All I would argue is, if you are a listerner, do not downplay the instrumental.  That it will be a gem, little or otherwise, has a high likelihood, and if it is something that you connect with early on, I promise that it will become one of your favorites on any given CD going forward.

7 comments:

troutking said...

Tequila!
Also Living in the Country by Pete Seeger. http://www.youtube.com/watch?v=iST9wBDVv6Y

Great, great post. A wise spotlight on overlooked treasures.

troutking said...

The 100 greatest rock instrumentals: http://www.digitaldreamdoor.com/pages/best_rockinst.html

Yep, Green Onions is number one, as it should be.

G. B. Miller said...

I agree. It's taken until I was in my forties before I could appreciate the instrumental, not just in rock, but in all genres of music.

Personally, I think some of the more creative and beautiful intrumentals are in bluegrass and folk/Americana.

Bob said...

Mr. Miller, I could not agree more, but for the purposes of this post, I'm not up to speed, in terms of bluegrass (or jazz), as to what songs are true instrumentals and which ones are instrumental versions. Favorites like "Salt Creek," "Billy In The Lowground" and "The Minstrel Boy Has Gone To War," for example, I'm assuming were songs with lyrics first. That being said, Norman Blake has written any number of beautiful instrumentals in the bluegrass/folk arena that are favorites of mine. I especially recommend "Coming Down From Rising Fawn."

Trout, it is a good thing Booker T, etc. dropped the original lyrics from "Green Onions":

Got green onions
Got green onions
Glad they're not Tonions, etc.

I don't think the song would have been as good. My favorite Cropper instrumental is "Big Bird," but in researching it, I've discovered, alas, that it was a vocal first.

Billy said...

a) Ask any rock musician from the last 20 years to name The Biggest Rock Instrumental, and I'd put money on Rush's "YYZ" topping the mention list, probably running away. (Like certain other trout-people and The Boss, I gots ta stick up for my Canadians.)

b) It seems like there's an entire style where the voice is merely an additional instrument.
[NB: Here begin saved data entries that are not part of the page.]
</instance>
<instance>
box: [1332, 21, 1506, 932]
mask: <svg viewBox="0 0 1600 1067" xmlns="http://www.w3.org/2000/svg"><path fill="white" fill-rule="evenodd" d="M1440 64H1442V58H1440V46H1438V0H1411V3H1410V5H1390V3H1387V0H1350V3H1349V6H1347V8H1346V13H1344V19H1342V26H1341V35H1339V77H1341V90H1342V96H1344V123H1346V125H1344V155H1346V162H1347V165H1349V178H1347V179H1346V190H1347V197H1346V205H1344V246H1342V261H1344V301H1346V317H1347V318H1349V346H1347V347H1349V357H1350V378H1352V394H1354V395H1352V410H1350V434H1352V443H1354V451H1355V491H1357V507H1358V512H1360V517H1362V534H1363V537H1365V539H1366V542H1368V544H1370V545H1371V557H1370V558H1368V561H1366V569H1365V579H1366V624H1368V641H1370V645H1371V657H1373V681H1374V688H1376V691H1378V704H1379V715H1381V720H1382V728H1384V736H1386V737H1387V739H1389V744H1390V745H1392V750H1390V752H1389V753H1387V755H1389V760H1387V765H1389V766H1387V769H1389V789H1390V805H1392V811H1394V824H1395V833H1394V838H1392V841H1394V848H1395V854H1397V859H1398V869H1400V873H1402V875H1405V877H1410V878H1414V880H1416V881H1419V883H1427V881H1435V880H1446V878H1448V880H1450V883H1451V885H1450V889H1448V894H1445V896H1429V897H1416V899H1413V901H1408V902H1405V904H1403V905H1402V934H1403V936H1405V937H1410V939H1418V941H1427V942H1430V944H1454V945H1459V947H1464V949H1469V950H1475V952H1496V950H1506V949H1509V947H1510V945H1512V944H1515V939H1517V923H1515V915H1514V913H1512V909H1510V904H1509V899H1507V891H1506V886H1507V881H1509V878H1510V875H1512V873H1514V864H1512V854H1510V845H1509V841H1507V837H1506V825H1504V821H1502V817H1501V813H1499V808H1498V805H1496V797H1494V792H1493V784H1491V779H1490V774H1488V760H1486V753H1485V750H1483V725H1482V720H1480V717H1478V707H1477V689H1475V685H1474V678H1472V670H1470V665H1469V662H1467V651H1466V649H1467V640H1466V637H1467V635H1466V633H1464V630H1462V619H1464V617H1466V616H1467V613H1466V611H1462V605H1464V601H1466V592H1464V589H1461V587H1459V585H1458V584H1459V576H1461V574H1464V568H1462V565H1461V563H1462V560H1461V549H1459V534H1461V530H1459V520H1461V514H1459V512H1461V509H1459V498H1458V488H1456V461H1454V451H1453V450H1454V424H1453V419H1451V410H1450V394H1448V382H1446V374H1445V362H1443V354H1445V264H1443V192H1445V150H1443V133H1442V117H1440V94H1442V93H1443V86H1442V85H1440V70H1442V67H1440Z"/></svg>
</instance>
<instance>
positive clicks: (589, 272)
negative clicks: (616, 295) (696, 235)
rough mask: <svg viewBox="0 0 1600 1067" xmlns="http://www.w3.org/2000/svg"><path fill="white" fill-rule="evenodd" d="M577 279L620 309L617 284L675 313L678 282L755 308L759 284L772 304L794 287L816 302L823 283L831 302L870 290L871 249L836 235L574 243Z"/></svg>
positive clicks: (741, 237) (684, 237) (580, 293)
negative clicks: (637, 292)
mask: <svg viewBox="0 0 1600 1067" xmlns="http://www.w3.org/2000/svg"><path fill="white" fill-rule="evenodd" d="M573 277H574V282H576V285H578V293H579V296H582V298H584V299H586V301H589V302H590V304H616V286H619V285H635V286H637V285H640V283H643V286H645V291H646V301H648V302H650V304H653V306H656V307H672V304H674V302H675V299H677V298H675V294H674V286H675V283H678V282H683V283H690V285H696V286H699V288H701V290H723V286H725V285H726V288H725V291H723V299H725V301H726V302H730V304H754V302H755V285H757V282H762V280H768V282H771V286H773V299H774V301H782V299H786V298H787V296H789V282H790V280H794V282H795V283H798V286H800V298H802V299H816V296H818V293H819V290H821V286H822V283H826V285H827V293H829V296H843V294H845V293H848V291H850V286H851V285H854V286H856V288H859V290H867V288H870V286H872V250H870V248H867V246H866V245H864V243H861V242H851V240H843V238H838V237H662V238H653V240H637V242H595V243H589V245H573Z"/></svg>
Dance, electronica, hip-hop all incorporate this. Sure, there are lyrics, but they're not remotely the driving force of the song. Just one example is Moby's "Bodyrock". (Plus the video is funny.)

Bob said...

Sorry, billy, but your rush song didn't even make the top 250 on trout's random list, bested even by the theme from mami vice. Where is the love? Good call on wordless vocals.

Billy said...

(With mock rage but real sarcasm:) While I have the utmost respect for DigitalDreamDoor.com, who the f*#k are they, and why should I give a f*#k about their list? How about we reference something legitimate, like say SPIN MAGAZINE? While I hate lists, if we're gonna reference 'em, let's at least feel better that the folks who made 'em have a thin veil of legitimacy.